The research paper, Can parents detect 8- to 16-year-olds’ lies? Parental biases, confidence, and accuracy, was recently published by the Journal of Experimental Child Psychology.
Evans says previous research shows anyone — including a police officer or social worker, for example — has about a 50/50 chance of detecting lies. A common belief was that parents were more accurate when it came to identifying lies in their own kids since they have more knowledge about their own child’s behaviour. But Evans’ research disproves that theory.
Videos of children telling lies or telling the truth about having cheated on a test were shown to three groups of people: the children’s parents, other parents, and university students who didn’t have kids.
The group of parents were about 54 per cent accurate in detecting their own children’s lies. The other parents were 51 per cent accurate and the undergrads were also 51 per cent accurate — rates that vary little from a 50/50 chance.

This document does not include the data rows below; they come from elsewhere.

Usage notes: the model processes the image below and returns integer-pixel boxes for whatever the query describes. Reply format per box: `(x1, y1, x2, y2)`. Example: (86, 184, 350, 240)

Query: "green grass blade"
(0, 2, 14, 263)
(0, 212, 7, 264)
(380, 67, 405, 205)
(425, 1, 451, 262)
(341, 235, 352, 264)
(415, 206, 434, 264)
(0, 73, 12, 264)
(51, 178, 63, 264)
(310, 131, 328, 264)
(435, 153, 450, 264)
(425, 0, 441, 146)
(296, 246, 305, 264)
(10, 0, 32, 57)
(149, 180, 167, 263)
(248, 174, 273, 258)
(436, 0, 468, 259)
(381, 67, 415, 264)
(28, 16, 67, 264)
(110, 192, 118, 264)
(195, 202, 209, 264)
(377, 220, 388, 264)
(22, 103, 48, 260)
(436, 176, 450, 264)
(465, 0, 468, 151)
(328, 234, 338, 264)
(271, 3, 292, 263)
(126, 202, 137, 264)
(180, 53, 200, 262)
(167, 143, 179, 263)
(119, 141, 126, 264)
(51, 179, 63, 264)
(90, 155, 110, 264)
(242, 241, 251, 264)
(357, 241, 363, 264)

That result wasn’t necessarily surprising, says Evans, but what wasn’t expected was how biased parents were in their belief that their own child would be honest.
The group of parents had a strong truth bias about their own children — typically believing they were telling the truth. This led to a higher accuracy of detecting truthful statements (93 per cent) and a much lower accuracy of detecting lies (eight per cent).
“They want to believe that their child isn’t going to cheat on a test and, if they did, that they would tell the truth about having cheated,” Evans says. “This means that when children lie to their parents, they are able to get away with it.”
Evans says the lesson parents should take away from the research is the importance of developing a trusting relationship with their kids from a young age.
“Developing open communication early is important so children are willing to share the information with us, rather than trying to catch them telling lies,” she says.